2015/07/01

トゥモローランド

 僕が10歳くらいの時には、一生懸命に「科学技術」を勉強して、大人になったら一端の科学者になる(挫折した)ことで、理想の未来が待っていると信じていた。そこには、スーパージェッターや鉄腕アトムが住んでいて、この映画に出てくるような都市空間が広がっている。そんな、夢を持って科学と言うものを崇拝していたような気がする。そのことを想い起こさせるように、作品の冒頭から懐かしい「ニキシー管の数字」がクローズアップされる(背後には幾つかの「地球モニター?」が並んでいる)。

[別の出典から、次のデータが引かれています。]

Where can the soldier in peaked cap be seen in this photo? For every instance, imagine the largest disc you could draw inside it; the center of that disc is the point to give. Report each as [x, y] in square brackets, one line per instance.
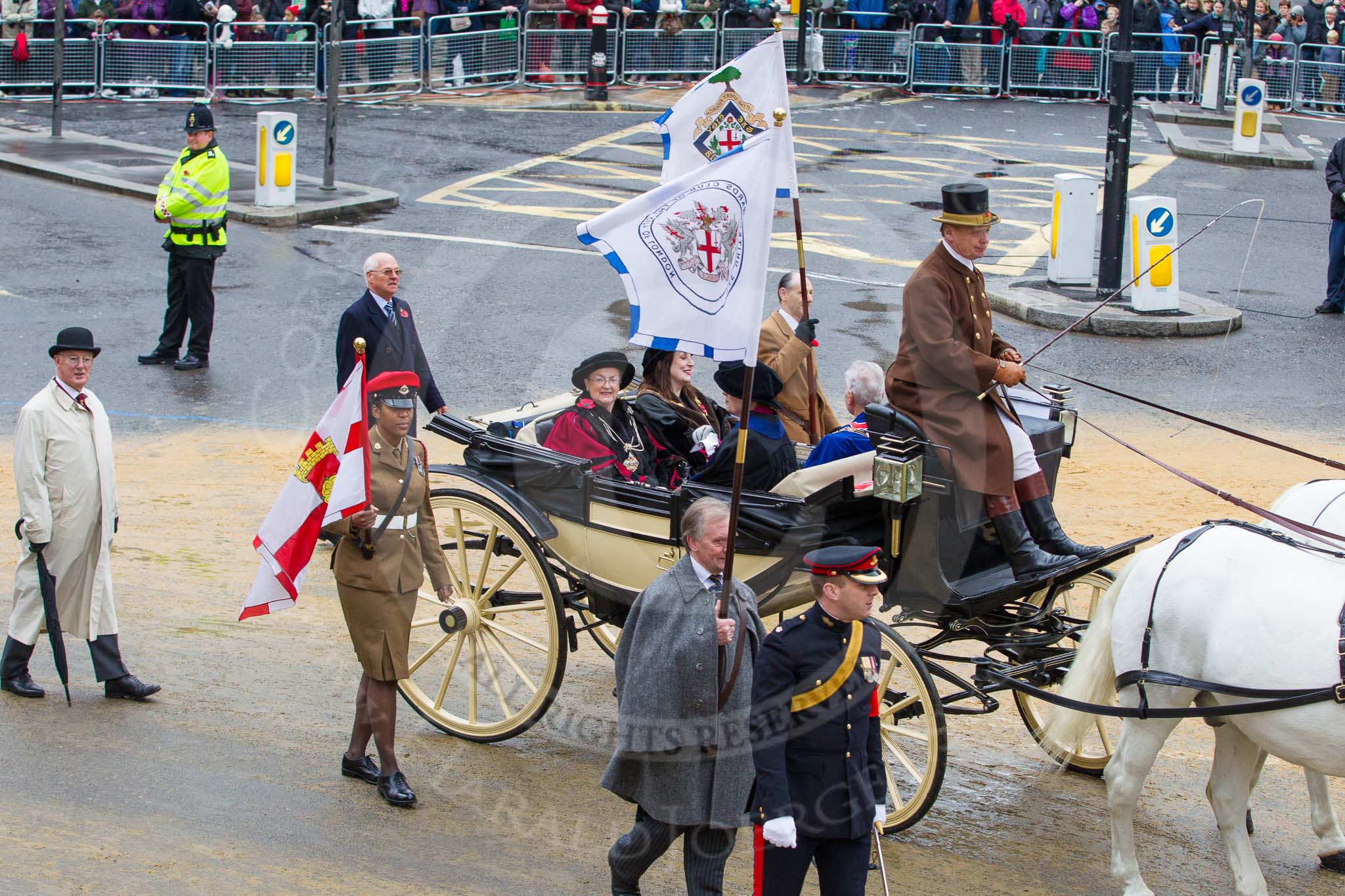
[947, 355]
[817, 735]
[380, 563]
[192, 200]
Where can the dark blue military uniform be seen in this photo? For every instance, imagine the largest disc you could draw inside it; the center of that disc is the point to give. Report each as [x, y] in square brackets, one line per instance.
[818, 752]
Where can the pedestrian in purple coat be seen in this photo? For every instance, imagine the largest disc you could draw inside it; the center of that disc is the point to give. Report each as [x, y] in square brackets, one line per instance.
[146, 11]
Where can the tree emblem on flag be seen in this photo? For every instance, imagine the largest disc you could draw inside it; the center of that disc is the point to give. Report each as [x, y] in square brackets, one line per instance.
[697, 240]
[728, 121]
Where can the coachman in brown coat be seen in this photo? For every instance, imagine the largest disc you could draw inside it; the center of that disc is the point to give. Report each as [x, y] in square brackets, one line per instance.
[378, 585]
[948, 354]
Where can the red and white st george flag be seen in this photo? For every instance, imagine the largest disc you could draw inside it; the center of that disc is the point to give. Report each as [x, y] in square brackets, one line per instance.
[330, 482]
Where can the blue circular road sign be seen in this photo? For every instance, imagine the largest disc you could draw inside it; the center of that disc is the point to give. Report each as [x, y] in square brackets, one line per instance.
[1160, 222]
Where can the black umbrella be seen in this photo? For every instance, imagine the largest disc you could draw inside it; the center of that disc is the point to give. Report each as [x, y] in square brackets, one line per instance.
[47, 586]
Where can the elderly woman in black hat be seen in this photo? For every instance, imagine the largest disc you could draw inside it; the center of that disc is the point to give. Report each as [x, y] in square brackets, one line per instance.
[684, 419]
[770, 453]
[604, 427]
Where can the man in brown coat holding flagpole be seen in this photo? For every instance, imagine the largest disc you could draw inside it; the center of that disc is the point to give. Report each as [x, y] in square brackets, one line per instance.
[947, 355]
[786, 345]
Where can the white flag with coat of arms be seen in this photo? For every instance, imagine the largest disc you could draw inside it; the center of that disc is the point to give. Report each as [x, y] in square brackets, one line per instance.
[328, 482]
[693, 253]
[728, 108]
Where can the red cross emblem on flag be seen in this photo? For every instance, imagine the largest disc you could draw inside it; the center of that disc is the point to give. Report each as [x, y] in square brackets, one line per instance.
[709, 247]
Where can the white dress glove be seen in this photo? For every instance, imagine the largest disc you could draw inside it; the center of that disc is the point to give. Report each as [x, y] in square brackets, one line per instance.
[780, 832]
[705, 440]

 この表示管を見ただけで、1964年を思い出すことが出来る人たちは、物語の本質を探ることが出来るに違いない。1964年に開かれたニューヨーク万国博覧会には、ソニーから試作のソリッドステート電卓(ニキシー管表示:SOBAXの前進)が出展されている。以降、ニキシー管は各社電卓の表示に多用されてきた。つまり、その時代を象徴する最新デバイスだったのである。


  そのニューヨーク万国博覧会の発明コンテストにフランク(当時11歳の少年)は、今だ完成前のジェットバック装置(=エンジンを背負って空を飛ぶ装置)を持ち込む。このコンテストの審査をしているのが、後にトゥモローランドの提督になるニックスで、そんな未完成なジェットバック装置を不機嫌にあしらう。そこで大いに落胆しながらも執念を持って完成させたいと考えているフランクを観て可能性を見出すのが、トゥモローランドのリクルータを務める美少女アテナ。アテナは、フランクにTomorrowland のTロゴのあるピンバッジを手渡す。このピンバッチは、トゥモローランドへフランクを誘う。この発明コンテストに登場する3人が、この作品の中心人物で、重要な鍵を握っている。

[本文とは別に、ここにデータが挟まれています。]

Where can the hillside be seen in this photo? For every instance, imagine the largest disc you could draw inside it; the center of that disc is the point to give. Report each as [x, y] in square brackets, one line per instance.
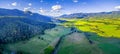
[15, 28]
[86, 15]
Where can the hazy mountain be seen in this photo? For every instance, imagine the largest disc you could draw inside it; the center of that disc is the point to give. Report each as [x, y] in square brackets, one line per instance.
[27, 14]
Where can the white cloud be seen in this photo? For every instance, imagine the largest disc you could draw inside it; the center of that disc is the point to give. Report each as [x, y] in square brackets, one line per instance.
[42, 11]
[75, 1]
[26, 9]
[56, 7]
[30, 4]
[14, 4]
[117, 7]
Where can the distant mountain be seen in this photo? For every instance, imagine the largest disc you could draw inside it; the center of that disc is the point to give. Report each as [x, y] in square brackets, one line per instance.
[84, 15]
[14, 28]
[27, 14]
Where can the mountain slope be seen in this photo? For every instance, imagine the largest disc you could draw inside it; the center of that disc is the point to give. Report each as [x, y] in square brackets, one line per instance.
[15, 28]
[85, 15]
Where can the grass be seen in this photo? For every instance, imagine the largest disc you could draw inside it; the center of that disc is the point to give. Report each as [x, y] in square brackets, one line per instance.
[103, 27]
[77, 43]
[37, 45]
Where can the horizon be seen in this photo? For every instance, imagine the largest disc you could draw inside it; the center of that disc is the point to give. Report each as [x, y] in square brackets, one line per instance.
[61, 7]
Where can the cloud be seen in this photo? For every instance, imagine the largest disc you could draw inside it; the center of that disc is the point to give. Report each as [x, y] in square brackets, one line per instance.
[42, 11]
[30, 4]
[75, 1]
[117, 7]
[56, 7]
[14, 4]
[26, 9]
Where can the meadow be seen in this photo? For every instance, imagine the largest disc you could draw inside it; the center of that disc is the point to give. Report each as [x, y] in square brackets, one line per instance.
[105, 27]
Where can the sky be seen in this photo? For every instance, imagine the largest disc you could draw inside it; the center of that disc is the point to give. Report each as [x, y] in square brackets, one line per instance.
[60, 7]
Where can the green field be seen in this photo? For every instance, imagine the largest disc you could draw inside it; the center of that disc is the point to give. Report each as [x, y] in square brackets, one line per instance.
[40, 44]
[103, 27]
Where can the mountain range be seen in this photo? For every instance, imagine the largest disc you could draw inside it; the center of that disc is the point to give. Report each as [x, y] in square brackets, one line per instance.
[85, 15]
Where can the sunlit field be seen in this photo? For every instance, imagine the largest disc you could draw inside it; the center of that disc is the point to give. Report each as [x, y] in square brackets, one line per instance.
[106, 27]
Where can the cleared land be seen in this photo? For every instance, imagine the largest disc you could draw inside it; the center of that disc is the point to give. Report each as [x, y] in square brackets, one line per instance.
[103, 27]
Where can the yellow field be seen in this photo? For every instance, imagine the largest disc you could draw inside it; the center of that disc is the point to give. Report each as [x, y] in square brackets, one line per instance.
[103, 27]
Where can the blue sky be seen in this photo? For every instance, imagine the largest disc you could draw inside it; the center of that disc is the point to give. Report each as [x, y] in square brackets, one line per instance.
[60, 7]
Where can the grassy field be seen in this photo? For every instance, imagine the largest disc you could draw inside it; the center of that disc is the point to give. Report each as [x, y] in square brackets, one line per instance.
[103, 27]
[77, 43]
[41, 44]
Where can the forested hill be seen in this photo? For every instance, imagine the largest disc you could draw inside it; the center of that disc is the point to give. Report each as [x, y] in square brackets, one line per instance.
[26, 14]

 次に、場面が20年(1984年)ほど先の現代に移る。そこでは、アテナは見所のある17歳の高校生ケイシーに夢を託しTロゴのあるピンバッジを渡す。ここで、アテナは歳を取らないAA(オーディオ・アニマトロニクス:いわゆるロボット)というのが分るが、当時11歳の少年フランクは、孤独な中年男になってしまっている(ジョージ・クルーニー演じる)。高校生ケイシーは、ピンバッジによって麦畑の中で、遠くに未来の都市空間を垣間見てしまい、強く魅かれるが、トゥモローランドへは幾つかの難関が待ち構えていて、簡単に行くことは出来ない。さて、その難関へのプロセスが巧みに凝っていて、多彩な映像テクノロジーが駆使されている。しかも、かつて無いくらい奇想天外で、ぶっ飛ぶような面白いストーリーに仕上げてある。ここは、余計な説明は一切必要なく楽しめるので説明は割愛したい。

 しかし、何で孤独な中年男フランクがトゥモローランドではなく、現代の地球に存在しているか、と疑問に思われるかもしれないので、補足したい。最初に、背後には幾つかの「地球モニター?」と書いているが、この地球モニター(時間を越えて、今地球のどこかで起こっている環境破壊やテロなど危機的状況を映像として見れる装置のこと)を開発したために、トゥモローランドを追放されて、ニューヨークのピッツフィールド(田舎)でひっそりと暮らしていた。

 アテナ、ケイシー、フランク、ニックスの役割と実像を知れば、後は楽しむだけである。そのくらい単純な構図なので、誰でも屈託無く楽しむことが出来る。全体的な印象として、ややレトロな印象を受けるトーンで作品が構成されている。でも、不思議に現実感が漂うのは何故か。それは、忠実にイメージどおりに必要な部分が実際に作りこまれているからで、コンピュータグラフィックスにはない現実感を伴うからだ。そしてそれが、1960~1970年あたりに夢見た「未来のテクノロジー」を具体化した姿なので、昔の若者が夢見た未来社会=理想郷なのであろう。しかし、今の若者には、もうそんな夢なんて持たないだろうなと思うことに気づく。年配の人には、どこか懐かしいディズニー色の空気感が漂う作品になっている。